Sekilas, upaya yang dilakukan Belanda saat itu tidak jauh berbeda dengan yang dilakukan pemerintah saat ini dalam mengatasi Covid-19. Hanya bedanya, PSBB pada masa lalu, menurut Reza, tidak jelas disebutkan sanksi bagi pelanggar.
”Untuk straffen (hukuman) pada pelanggar tidak disebutkan dalam laporan penelitian yang ada. Ini diduga karena kecil kemungkinan orang melanggar dengan sengaja pada masa kolonial. Masyarakat pada zaman itu tidak sebandel sekarang,” kata Reza.

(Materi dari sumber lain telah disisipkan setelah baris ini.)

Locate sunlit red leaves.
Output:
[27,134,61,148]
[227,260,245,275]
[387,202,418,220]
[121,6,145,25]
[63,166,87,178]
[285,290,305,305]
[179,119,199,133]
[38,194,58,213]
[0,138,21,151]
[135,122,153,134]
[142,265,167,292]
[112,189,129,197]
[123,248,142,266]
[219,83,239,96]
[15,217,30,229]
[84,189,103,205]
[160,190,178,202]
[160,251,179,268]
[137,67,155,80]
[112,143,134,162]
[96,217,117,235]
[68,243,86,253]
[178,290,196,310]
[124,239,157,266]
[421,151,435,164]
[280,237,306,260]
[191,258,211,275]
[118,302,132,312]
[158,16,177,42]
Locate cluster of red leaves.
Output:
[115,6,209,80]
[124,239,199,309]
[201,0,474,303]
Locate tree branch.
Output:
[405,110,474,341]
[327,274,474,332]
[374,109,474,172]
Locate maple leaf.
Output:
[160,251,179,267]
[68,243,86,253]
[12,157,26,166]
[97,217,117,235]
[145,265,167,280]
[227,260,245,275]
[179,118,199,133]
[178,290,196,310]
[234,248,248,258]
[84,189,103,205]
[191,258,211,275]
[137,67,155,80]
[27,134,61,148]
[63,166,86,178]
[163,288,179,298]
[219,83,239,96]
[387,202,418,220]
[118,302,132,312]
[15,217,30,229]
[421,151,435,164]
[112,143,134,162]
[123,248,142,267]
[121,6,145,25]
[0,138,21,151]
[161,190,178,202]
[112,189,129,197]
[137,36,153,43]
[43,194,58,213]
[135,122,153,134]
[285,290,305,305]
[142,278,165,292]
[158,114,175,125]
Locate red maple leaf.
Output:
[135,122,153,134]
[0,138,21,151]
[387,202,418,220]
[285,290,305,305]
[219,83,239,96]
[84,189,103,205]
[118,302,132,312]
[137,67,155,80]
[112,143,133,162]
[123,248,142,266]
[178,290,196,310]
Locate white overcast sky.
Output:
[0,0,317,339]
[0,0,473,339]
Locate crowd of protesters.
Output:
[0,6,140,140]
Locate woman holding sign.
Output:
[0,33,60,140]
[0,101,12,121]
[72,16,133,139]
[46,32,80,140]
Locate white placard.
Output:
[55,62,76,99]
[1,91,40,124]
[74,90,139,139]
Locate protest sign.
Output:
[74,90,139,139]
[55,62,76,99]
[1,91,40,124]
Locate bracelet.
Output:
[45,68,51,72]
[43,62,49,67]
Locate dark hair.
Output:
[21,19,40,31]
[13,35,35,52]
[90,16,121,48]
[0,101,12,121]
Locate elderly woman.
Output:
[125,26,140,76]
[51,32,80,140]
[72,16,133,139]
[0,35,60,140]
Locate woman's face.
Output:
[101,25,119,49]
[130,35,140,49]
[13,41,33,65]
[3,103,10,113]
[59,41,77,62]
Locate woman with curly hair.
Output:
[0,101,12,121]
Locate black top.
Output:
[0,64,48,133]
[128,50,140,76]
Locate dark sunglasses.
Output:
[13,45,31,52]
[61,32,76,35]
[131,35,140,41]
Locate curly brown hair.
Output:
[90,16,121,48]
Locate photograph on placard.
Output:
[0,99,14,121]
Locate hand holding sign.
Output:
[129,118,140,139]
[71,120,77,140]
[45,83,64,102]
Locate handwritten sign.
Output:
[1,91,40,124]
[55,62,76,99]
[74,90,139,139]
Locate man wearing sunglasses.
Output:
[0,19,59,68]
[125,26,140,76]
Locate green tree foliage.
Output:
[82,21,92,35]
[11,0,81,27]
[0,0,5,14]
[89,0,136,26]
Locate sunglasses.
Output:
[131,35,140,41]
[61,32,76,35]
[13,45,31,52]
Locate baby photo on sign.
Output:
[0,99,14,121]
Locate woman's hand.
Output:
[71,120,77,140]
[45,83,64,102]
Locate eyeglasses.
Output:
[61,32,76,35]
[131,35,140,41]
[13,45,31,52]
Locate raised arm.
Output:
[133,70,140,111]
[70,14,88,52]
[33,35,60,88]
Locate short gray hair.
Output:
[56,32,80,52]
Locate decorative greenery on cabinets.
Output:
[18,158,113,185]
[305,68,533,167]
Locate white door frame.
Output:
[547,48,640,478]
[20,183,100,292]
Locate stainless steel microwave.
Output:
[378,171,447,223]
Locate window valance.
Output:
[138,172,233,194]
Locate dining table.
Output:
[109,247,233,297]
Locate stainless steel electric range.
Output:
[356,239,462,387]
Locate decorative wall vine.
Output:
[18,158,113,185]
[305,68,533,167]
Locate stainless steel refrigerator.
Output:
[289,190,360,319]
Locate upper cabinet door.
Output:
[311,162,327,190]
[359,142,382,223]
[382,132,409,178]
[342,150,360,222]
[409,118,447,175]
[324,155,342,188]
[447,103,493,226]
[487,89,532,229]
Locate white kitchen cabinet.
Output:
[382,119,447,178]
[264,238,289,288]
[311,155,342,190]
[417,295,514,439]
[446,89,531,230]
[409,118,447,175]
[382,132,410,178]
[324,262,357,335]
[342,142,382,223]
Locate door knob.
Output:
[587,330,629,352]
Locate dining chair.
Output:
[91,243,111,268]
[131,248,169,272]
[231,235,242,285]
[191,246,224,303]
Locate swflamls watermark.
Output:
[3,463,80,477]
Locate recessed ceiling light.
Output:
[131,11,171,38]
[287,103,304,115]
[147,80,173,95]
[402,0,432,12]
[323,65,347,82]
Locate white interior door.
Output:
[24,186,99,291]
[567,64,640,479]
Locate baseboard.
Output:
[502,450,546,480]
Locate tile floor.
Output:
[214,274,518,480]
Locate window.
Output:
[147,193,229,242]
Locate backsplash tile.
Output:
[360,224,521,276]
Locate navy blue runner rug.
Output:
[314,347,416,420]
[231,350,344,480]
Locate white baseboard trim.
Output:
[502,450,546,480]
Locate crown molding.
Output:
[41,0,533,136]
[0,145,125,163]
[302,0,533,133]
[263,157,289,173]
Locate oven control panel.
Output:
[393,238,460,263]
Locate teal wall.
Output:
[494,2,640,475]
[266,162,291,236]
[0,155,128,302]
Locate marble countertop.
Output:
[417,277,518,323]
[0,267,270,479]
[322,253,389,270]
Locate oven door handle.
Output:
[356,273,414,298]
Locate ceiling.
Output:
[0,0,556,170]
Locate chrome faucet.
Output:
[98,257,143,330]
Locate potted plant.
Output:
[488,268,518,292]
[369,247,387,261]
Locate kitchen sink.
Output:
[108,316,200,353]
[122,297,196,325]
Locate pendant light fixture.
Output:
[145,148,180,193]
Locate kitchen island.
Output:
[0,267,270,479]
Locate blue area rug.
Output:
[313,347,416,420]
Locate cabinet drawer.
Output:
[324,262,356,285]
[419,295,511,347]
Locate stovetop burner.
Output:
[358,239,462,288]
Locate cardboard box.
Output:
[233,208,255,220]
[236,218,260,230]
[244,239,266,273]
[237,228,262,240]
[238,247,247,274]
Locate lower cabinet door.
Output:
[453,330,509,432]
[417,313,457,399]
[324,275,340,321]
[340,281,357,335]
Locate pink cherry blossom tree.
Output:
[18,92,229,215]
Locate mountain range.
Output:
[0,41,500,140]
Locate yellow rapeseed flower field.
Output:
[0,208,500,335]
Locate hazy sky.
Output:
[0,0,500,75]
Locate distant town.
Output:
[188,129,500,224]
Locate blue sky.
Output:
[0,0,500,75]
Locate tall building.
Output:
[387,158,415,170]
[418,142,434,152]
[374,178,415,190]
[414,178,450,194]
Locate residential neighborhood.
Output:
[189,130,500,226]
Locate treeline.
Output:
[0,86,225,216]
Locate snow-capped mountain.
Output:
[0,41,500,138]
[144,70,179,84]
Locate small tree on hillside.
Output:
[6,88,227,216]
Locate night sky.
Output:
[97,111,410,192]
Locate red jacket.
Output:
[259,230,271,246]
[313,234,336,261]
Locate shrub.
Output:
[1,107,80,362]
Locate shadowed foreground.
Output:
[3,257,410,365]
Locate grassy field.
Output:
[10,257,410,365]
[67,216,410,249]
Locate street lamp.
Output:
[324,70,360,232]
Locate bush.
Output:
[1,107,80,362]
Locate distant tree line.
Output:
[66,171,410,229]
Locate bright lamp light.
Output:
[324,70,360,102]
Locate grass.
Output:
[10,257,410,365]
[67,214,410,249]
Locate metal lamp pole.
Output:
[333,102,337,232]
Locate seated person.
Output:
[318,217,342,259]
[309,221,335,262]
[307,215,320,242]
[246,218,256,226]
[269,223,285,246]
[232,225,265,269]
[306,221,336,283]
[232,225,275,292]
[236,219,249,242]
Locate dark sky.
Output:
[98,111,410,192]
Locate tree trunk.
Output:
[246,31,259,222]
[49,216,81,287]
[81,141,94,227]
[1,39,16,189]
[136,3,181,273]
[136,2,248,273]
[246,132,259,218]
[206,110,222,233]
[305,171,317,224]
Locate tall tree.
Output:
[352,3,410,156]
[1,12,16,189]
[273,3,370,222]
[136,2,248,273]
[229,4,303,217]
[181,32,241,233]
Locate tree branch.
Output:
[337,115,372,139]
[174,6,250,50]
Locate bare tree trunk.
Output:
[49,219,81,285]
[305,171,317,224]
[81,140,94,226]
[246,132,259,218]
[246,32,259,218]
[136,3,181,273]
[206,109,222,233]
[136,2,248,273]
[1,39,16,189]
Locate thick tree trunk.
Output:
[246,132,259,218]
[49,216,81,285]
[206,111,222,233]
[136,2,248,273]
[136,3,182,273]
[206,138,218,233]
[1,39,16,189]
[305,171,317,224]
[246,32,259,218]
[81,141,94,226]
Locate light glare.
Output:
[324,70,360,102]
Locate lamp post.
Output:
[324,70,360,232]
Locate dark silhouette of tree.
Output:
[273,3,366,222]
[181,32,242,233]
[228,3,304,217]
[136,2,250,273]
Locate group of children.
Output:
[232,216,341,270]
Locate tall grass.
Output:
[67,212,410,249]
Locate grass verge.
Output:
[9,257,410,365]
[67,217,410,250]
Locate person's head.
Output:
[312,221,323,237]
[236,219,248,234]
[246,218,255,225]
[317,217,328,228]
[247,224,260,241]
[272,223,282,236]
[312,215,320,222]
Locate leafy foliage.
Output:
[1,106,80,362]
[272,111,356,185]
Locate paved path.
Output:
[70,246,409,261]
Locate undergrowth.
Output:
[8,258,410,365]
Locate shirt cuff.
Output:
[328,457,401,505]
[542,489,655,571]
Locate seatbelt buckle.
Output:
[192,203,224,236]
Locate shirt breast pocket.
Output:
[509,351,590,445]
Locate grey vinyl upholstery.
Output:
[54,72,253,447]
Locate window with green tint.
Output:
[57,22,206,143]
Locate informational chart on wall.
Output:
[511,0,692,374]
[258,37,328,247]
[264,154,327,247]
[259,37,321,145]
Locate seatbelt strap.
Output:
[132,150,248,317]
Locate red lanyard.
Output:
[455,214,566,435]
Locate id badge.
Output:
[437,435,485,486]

Selama ini, menurut Reza, kolonialisme selalu menggambarkan orang Jawa sebagai bangsa penurut, tidak pernah berontak (sejak berakhirnya Perang Diponegoro). ”Jika berani melawan, bisa langsung digantung. Kalau bangsawan, sudah tidak ada lagi yang berani melawan setelah tahun 1830. Sebab, bisa-bisa ia dibuang ke luar Jawa. Ini justru sebuah hukuman yang sangat mengerikan,” katanya.
Baca juga: RSPI Sulianti Saroso: Saksi Penanganan Sampar di Indonesia
Menurut Reza, perjuangan mengatasi pandemi Covid-19 kali ini jauh lebih berat dibandingkan dengan mengatasi wabah pes pada masa itu. ”Meskipun layanan medis dan jaringan komunikasi sekarang lebih bagus, kepadatan penduduk jauh lebih tinggi. Ditambah lagi, resistensi terhadap langkah penanggulangan pandemi cukup kuat. Juga adanya kerawanan sosial yang muncul sangat tinggi, mengingat penduduk sekarang lebih ’bandel’ jika dibandingkan dengan penduduk Jawa pada 1910,” katanya.
Strategi perang
Selain untuk mengatasi penyakit, pembatasan sosial juga pernah dilakukan era Kerajaan Majapahit saat pemerintahan Raja Jayanegara. Saat itu, pada masa pemberontakan Kuti-Semi (tahun 1300-an), Kitab Pararaton menyebut Gadjah Mada menyelamatkan Jayanegara ke Desa Badander (di sekitar Jombang).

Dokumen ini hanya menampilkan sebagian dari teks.